All the projects needed re-targeting manually to the latest Windows SDK (I uninstalled VS 2015 first) even though VS told me it had done it for me.

It took about 2 hours to have everything up and running (including the code fix I mentioned). It was relatively painless.

The intelli-sense and refactoring (mainly renaming) seems quicker. Project loads a bit quicker.

I've not examined the generated assembly in release mode to see if it's better. I'm using msvc for all debug builds, but I'm using clang to build some of the code in release as that compiler seems to give me better results for dsp/scientific code (better inline decisions, better optimisation of expression template generated intrinsics).

On balance there are a few upsides and no downsides for my project.
mystran
KVRAF
 
4478 posts since 11 Feb, 2006, from Helsinki, Finland

Postby mystran; Sat Mar 18, 2017 7:15 am Re: Dealing with variable buffer sizes in VS...

With "old" MSVC you could make debug builds faster without hurting your ability to debug, simply by disable some of the additional "safety" features. If I remember correctly, the stack guards in particular would have crazy overhead for code that uses a lot of small functions (eg. template stuff) that are designed to be inlined for release builds. Haven't tried MSVC2017 so no idea if this still applies, but play with the debug code-gen settings and you might be able to make things a lot faster without having to enable actual optimisations.
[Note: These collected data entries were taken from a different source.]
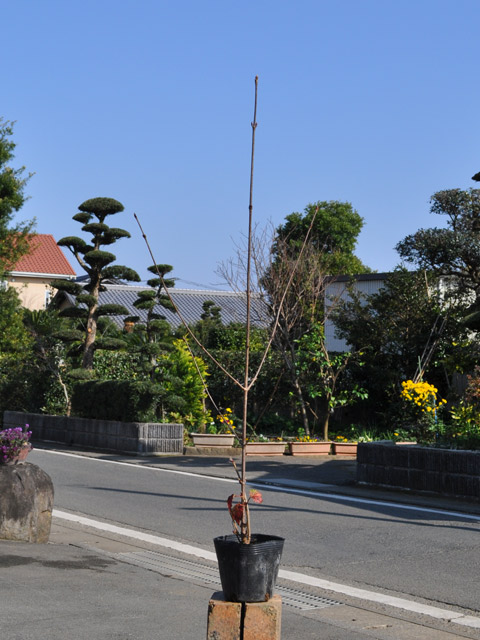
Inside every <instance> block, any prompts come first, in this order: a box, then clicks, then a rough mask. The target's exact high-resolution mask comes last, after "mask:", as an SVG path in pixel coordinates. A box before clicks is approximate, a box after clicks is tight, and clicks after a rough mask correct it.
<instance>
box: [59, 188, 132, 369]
mask: <svg viewBox="0 0 480 640" xmlns="http://www.w3.org/2000/svg"><path fill="white" fill-rule="evenodd" d="M78 208H79V210H80V213H77V214H76V215H74V216H73V219H74V220H76V221H77V222H80V223H81V224H83V226H82V231H85V232H87V233H90V234H91V236H92V237H91V240H90V244H89V243H87V242H85V240H83V239H82V238H78V237H77V236H68V237H66V238H62V239H61V240H59V241H58V243H57V244H58V245H59V246H61V247H67V248H68V249H69V250H70V251H71V252H72V253H73V255H74V256H75V258H76V260H77V262H78V264H79V265H80V266H81V267H82V269H83V270H84V271H85V272H86V273H87V275H88V277H89V280H88V282H87V283H86V284H84V285H81V284H79V283H77V282H69V281H65V280H56V281H54V282H52V285H53V286H54V287H55V288H57V289H59V290H60V291H65V292H67V293H70V294H72V295H74V296H75V298H76V301H75V306H74V307H69V308H67V309H64V310H62V311H61V314H60V315H62V316H64V317H70V318H78V319H80V320H81V321H82V326H83V331H80V330H72V331H70V332H67V333H65V332H63V334H62V336H61V337H62V339H63V340H65V341H70V342H71V341H74V340H78V339H83V348H82V369H84V370H91V369H92V368H93V355H94V352H95V349H117V348H119V347H120V346H124V343H123V342H121V341H119V340H117V339H112V338H110V339H99V338H97V328H98V323H99V320H100V319H101V318H102V316H110V315H127V314H128V310H127V309H126V308H125V307H123V306H122V305H117V304H103V305H99V303H98V299H99V294H100V292H102V291H105V290H106V288H105V285H104V284H103V282H104V281H105V280H106V279H109V278H119V279H122V280H128V281H133V282H139V281H140V277H139V275H138V273H137V272H136V271H134V270H133V269H130V268H129V267H124V266H121V265H112V262H114V261H115V260H116V257H115V255H114V254H113V253H109V252H108V251H103V250H102V247H103V246H105V245H111V244H114V243H115V242H117V240H119V239H120V238H129V237H130V234H129V233H128V231H125V230H124V229H118V228H116V227H109V226H108V225H106V224H105V218H106V217H107V216H110V215H114V214H116V213H120V211H123V208H124V207H123V205H122V204H121V203H120V202H118V200H114V199H113V198H91V199H90V200H86V201H85V202H83V203H82V204H81V205H80V206H79V207H78ZM95 218H96V220H95Z"/></svg>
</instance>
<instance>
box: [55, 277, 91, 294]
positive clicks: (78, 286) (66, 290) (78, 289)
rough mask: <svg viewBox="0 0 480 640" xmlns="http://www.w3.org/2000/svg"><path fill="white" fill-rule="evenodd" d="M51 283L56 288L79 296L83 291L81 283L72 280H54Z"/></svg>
mask: <svg viewBox="0 0 480 640" xmlns="http://www.w3.org/2000/svg"><path fill="white" fill-rule="evenodd" d="M51 285H52V287H54V288H55V289H59V290H61V291H65V293H70V294H71V295H72V296H78V295H79V294H80V293H81V292H82V291H83V287H82V285H81V284H78V283H77V282H72V281H71V280H52V282H51Z"/></svg>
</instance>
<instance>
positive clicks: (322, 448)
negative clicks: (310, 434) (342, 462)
mask: <svg viewBox="0 0 480 640" xmlns="http://www.w3.org/2000/svg"><path fill="white" fill-rule="evenodd" d="M331 445H332V443H331V442H289V443H288V450H289V453H290V455H292V456H328V455H329V454H330V449H331Z"/></svg>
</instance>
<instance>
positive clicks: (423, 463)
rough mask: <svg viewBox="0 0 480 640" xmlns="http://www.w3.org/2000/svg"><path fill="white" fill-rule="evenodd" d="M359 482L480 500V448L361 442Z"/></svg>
mask: <svg viewBox="0 0 480 640" xmlns="http://www.w3.org/2000/svg"><path fill="white" fill-rule="evenodd" d="M357 482H359V483H361V484H368V485H374V486H383V487H392V488H397V489H408V490H412V491H420V492H421V491H426V492H429V493H438V494H441V495H450V496H457V497H460V498H467V499H470V500H477V501H478V500H480V451H463V450H457V449H439V448H434V447H422V446H418V445H411V444H408V445H398V444H397V445H395V444H394V443H393V442H391V443H388V444H387V443H381V444H380V443H375V442H368V443H359V445H358V450H357Z"/></svg>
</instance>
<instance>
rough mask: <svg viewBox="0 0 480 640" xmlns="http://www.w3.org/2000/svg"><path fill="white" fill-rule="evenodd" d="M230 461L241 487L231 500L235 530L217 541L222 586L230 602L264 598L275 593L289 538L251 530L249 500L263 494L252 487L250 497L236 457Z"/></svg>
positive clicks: (232, 497) (240, 486) (230, 500)
mask: <svg viewBox="0 0 480 640" xmlns="http://www.w3.org/2000/svg"><path fill="white" fill-rule="evenodd" d="M230 462H231V463H232V464H233V466H234V468H235V471H236V473H237V476H238V480H239V482H240V488H241V491H240V494H232V495H231V496H229V498H228V500H227V507H228V511H229V513H230V517H231V519H232V524H233V534H232V535H226V536H220V537H218V538H215V539H214V541H213V542H214V545H215V552H216V554H217V560H218V568H219V572H220V580H221V583H222V590H223V594H224V597H225V600H227V601H229V602H264V601H266V600H268V599H269V598H270V597H271V596H272V595H273V592H274V588H275V583H276V580H277V576H278V570H279V567H280V560H281V556H282V551H283V544H284V542H285V539H284V538H281V537H280V536H274V535H265V534H259V533H256V534H252V533H251V530H250V510H249V503H250V502H253V503H256V504H261V503H262V502H263V498H262V494H261V493H260V492H259V491H257V490H256V489H251V490H250V491H249V492H248V497H247V493H246V491H245V476H244V475H243V474H242V473H241V472H240V471H239V470H238V468H237V466H236V464H235V461H234V460H232V459H231V460H230Z"/></svg>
That said, I find it really funny (in a sad way) how terribly the MSVC debugger handles optimised code most of the time. With Clang and LLDB you can still get sensible data for most of your variables, the case where the debugger can't figure out something seems more like an exception rather than a rule. With MSVC it's always been the other way. :P

edit: haven't used GCC in a while, but the GCC+GDB combo used to be way better than MSVC with optimised code as well.